No wonder it’s held up so much better than
most of the Marvel titles at that time. Beyond is still a pleasantly nostalgic
read, and even though it’s just another six-issue comic designed mainly to give
characters like Hank Pym, Firebird and Deathlok something to do.
It’s intentionally hitting those nostalgia
buttons – targeting specific vibes of time gone by. Pym and The Wasp have been
fighting the good fight since the sixties, there is some very silly, very seventies
cosmic shenanigans, an eighties dash of treating it all with super-seriousness,
(and just the slightest touch of realism) and a nineties tendency to throw a
bunch of random characters from the back catalogue together and treat them like
actual human beings.
So I ended up liking Beyond much more than
I thought I would when I finally got around to it recently. It had almost no
impact on the Greater Marvel Saga, but it’s all the better for it, and manages
some sharp characterisation (It’s the only comic where I’ve ever liked The
Hood, and it also uses the only version of Deathlok I’ve ever given a damn
about).
McDuffie was always so good at these
straight-up superheroics, with his work only suffering when it was hammered
into some Grand Editorial Vision, and Beyond is the perfect example of this.
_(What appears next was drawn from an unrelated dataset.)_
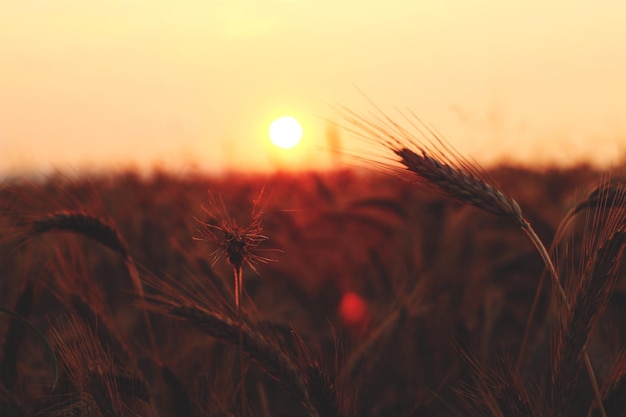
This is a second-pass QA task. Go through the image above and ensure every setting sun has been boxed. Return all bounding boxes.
[270,116,302,149]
It’s one of my favourite times of the year right now,
when the NZ International Film Festival rolls into town.
I don’t go as crazy as I used to, but I
always see half a dozen films each year – usually a mix of weirdo horror,
supreme arthouse, worthy re-release and some kind of music documentary. I
already saw Cabin In The Woods with an appreciative audience last week, and a
magnificently loud and brilliantly huge print of The Shining yesterday, and Killer Joe last night, which managed to be even more spectacularly trashier than I expected.
But my favourite film of the festival so
far is undoubtedly Sightseers. I’ve
made no secret of my fondness for Ben Wheatley’s films, and after the fucked-up
gangster shit of Down Terrace, and the fucked-up horror shit of Kill List,
Sightseers is the fucked-up romantic comedy shit.
It’s really horrible, and really funny, and
I’m always after that in a film. It’s got tender moments of madness, some
achingly beautiful natural landscapes and some remarkable gore. It has somebody
getting their face bashed in with excruciating detail while there is a
passionate reading of Jerusalem on the soundtrack, a wicked ending and a giant fucking pencil. It’s
about ley lines, and politeness, and broken people finding some kind of
happiness.
It’s just about everything I want in a
movie.
It’s a shame that the thing that makes
Carla Speed MacNeil’s Finder comic
so interesting – that fact that it’s so complex, impossible to categorise and
difficult to even describe – are the same things that make it hard to get into
in the first place.
I mean, I’m 350 pages into the first big
collected volume, and I have no fucking idea what’s going on.
But I want to know more, and that’s always
a good sign.
On the other hand, the latest Parker book
by Darwyn Cooke – The Score – is effortlessly smooth and goes down like good
whisky. There is less of the storytelling experimentation that Cooke used to
hook the reader in the first two books, but the more straight-faced the
storytelling is, the more effective it is.
It only took me a couple of decades to get
around to watching Andre Tarkovsky’s Solaris.
It was totally worth the wait.
Tarkovsky reckoned the main purpose of the
scene on the highway was that it would drive all the stupid people out of the
cinema, but it’s brilliantly intense cinema, even when nothing is happening.
(And very, very funny – of course a modern Soviet filmmaker would have a
hard-on for a modern traffic system.)
And the bit at the end with the dripping
water is driving me crazy. Top stuff. Now I’m off to watch Stalker.
For a new Peter Bagge comic, the four-issue Reset min-series ended on a
surprisingly sweet note. Bagge is getting soft, man.
2 comments:
To be fair, after the ending of 'Apocalypse Nerd', (which is great but probably the bleakest story I've ever read, managing to be harsher than even The Road or Crossed) anything Bagge does is going to be fairly cuddly by comparison!
I am exactly where you are in the firstFinder volume right now, and I thought I was the only one that felt completely lost. I'm sure it'll coalesce in the next 350pgs - I'm taking the same approach to it that I take to any David Milch work - but I was starting to feel like the only one floundering.
By the way, I've been a long-time reader, first-time commenter. I love the blog - please keep it up. Thanks!